Speaker

Seagriculture EU

17 - 19 June 2025

Rotterdam, The Netherlands

Beyond Competition: Why Collective Growth is the Future of Seaweed

Alexander Ebbing, CTO & Co-founder, Ebbing Tides, The Netherlands

About the speaker: 

The last 13 years Alexander Ebbing actively pioneered in the seaweed industry, specializing in seed production and sustainable industry development. With years of research and hands-on experience, he works to transform the seaweed sector by making cultivation more efficient, scalable, and accessible. As the founder of Ebbing Tides, he bridges science and industry to drive innovation and collaboration in the blue economy.


Company info:


Ebbing Tides is dedicated to accelerating the growth of the seaweed industry and seaweed rewilding endeavors. By providing expertise in seed production, cultivation techniques, and sustainable scaling, Ebbing Tides helps businesses and stakeholders develop a robust and resilient seaweed sector that supports food security, ecosystem restoration, and circular economy solutions.


Presentation:

The seaweed industry will not thrive through isolated efforts or competition-driven thinking. This presentation challenges the scarcity mindset and explores how true industry growth comes from collaboration and an abundance mindset. The company delves deeper in how success breeds success, and that when one company grows, it legitimizes the market, attracts investment, and strengthens the industry as a whole. How the exponential age will also influence the seaweed industry, and thus the business models that thrive in this new reality. Let’s explore how collaboration—not competition—fuels industry growth, ensuring that a rising tide lifts all boats. By working together, sharing knowledge, and building strong value chains, it is possible to create a resilient and prosperous seaweed sector that benefits all players involved.

Interview

1. You’ve been active in seaweed for over a decade — how have your views on competition vs. collaboration evolved as the industry has grown?

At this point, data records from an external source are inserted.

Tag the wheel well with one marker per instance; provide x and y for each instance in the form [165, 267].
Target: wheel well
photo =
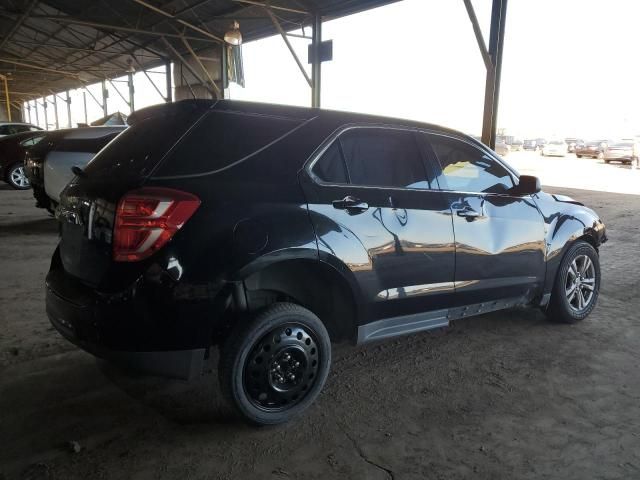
[311, 284]
[587, 237]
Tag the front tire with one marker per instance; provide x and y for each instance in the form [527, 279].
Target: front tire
[273, 367]
[577, 285]
[17, 178]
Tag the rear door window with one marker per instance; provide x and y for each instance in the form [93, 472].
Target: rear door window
[140, 148]
[374, 156]
[466, 168]
[223, 138]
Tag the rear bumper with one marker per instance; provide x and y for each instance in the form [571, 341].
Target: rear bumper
[74, 323]
[129, 332]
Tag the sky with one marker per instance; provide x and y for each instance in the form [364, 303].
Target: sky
[570, 68]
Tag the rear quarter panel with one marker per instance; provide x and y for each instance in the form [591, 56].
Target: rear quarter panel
[564, 224]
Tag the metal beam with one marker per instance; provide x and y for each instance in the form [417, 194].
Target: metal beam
[55, 110]
[204, 69]
[189, 67]
[115, 87]
[84, 102]
[169, 97]
[270, 5]
[45, 106]
[104, 26]
[492, 88]
[37, 67]
[18, 23]
[179, 20]
[104, 98]
[486, 58]
[132, 106]
[68, 100]
[6, 93]
[283, 34]
[316, 64]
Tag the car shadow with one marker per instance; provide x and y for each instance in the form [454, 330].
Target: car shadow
[194, 402]
[40, 226]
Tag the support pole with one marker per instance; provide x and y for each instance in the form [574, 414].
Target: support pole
[131, 92]
[104, 98]
[84, 101]
[46, 117]
[55, 110]
[6, 93]
[283, 34]
[68, 100]
[316, 65]
[167, 66]
[492, 88]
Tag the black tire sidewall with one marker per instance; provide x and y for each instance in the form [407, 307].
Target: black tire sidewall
[10, 182]
[560, 309]
[242, 340]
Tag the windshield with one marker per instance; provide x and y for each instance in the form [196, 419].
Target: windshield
[30, 142]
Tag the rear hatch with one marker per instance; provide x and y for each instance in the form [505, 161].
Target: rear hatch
[88, 204]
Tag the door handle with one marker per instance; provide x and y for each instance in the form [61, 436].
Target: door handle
[351, 204]
[469, 213]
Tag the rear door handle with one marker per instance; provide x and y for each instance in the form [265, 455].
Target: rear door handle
[351, 204]
[468, 213]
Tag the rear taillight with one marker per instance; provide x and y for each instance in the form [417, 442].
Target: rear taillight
[147, 218]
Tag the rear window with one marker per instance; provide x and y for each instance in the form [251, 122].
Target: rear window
[223, 138]
[137, 150]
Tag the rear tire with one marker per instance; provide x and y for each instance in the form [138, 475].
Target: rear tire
[273, 367]
[17, 178]
[577, 284]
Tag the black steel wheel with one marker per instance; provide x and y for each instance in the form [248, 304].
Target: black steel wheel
[273, 367]
[17, 178]
[577, 284]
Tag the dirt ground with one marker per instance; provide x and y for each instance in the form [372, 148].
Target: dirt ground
[502, 396]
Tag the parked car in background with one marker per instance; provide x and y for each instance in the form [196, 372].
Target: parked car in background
[571, 144]
[623, 151]
[272, 231]
[12, 153]
[540, 143]
[591, 149]
[11, 128]
[516, 145]
[554, 148]
[48, 165]
[502, 148]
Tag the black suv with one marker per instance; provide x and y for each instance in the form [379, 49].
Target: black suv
[272, 231]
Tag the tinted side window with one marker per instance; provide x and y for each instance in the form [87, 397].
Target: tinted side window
[222, 138]
[466, 168]
[383, 157]
[331, 167]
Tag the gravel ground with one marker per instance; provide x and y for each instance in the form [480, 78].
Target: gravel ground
[501, 396]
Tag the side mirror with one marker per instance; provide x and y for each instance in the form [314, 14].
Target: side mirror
[527, 185]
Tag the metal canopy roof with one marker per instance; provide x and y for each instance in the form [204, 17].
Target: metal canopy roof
[54, 45]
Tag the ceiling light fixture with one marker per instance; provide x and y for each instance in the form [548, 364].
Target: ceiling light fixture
[233, 36]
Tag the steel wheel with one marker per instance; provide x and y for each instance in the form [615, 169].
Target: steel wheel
[17, 177]
[580, 283]
[282, 367]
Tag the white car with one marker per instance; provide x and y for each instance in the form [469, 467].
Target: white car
[11, 128]
[48, 165]
[555, 148]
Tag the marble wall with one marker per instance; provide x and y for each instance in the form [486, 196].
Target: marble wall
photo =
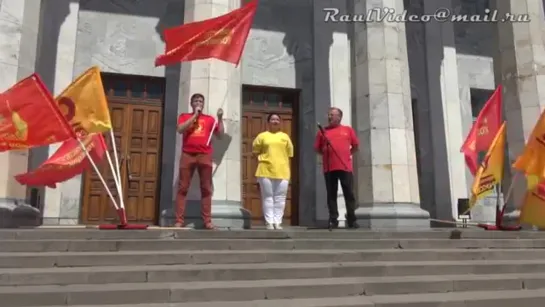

When I first stepped into the seaweed world, it felt like uncharted territory — a frontier full of promise, but also marked by fragmented efforts and isolated pioneers. Back then, competition often took precedence, driven by the scarcity mindset: limited knowledge, limited resources, and the urge to claim a piece of a still-developing pie.

But as the years unfolded, aided with the experience of working with many seaweed farmers around the world, my perspective shifted dramatically. I now see collaboration not as a feel-good optional extra, but as the only viable strategy for meaningful impact. Seaweed aquaculture isn’t just about building businesses — it’s about reshaping food systems, restoring ecosystems, and reimagining how humanity relates to the ocean. These are systemic challenges, and systems don’t change through competition alone.

In short, the seaweed sector used to see each other as competitors. Now, I hope the seaweed sector will increasingly see each other like fellow travelers. Because the real competition isn’t each other — it’s time, climate change, and outdated systems that no longer serve us.


2. You mentioned that your upcoming presentation will touch on the abundance mindset. Could you share any real-world examples where collaboration has led to success in the seaweed sector?

Absolutely. I’ve seen time and again that when we let go of the scarcity mindset — the idea that we have to protect every secret, guard every technique — something shifts. Doors open. Momentum builds. That’s the abundance mindset in action: trusting that by growing the pie, we all get to eat.

One clear example is the collaborative research we're involved in around MultiAnnual Delayed (MAD) gametophytes. Instead of siloing the knowledge, we’ve engaged with other researchers and industry players, openly sharing our findings about these resilient, long-lived kelp life stages. The result? Not only deeper scientific insights, but also practical steps forward in making precision kelp farming more reliable — from rewilding to direct seeding innovations.

This mindset shift — from zero-sum to infinite game — is what’s allowing the seaweed sector to mature. And it’s what gives me hope that we’re building something regenerative, not just extractive.


3. You mention the exponential age — how do you see emerging technologies and mindsets shaping the next phase of seaweed industry development?

We’re standing at the edge of something wild: the exponential age, where AI, biotechnology, and global connectivity are evolving faster than our institutions can catch up. And while that pace can feel overwhelming, it’s also the biggest opportunity the seaweed sector has ever had.

Emerging technologies are giving us tools to move from the more traditional way of farming kelp to Precision Kelp Farming — think fully automated bioreactors, gametophyte selection using AI, direct seeding systems calibrated by precise sensors, drone technology that monitors your seaweed farm, or even blockchain-backed traceability for ecological claims. These aren’t science fiction anymore. This type of tech is coming fast — and they’re unlocking scale without sacrificing ecological integrity.

But here’s the twist: tech alone isn’t enough. What truly excites me is the potential shift in mindset that is possible alongside it. Younger founders, indigenous scientists, regenerative thinkers — they’re not just trying to build “another industry.” They’re rewriting the story. Moving from extraction to regeneration. From ego systems to ecosystems. This next phase isn’t about who can grow the most seaweed — it’s about who can reimagine the system the most wisely. And I must believe that, in the exponential age, wisdom and collaboration will outpace brute force every time.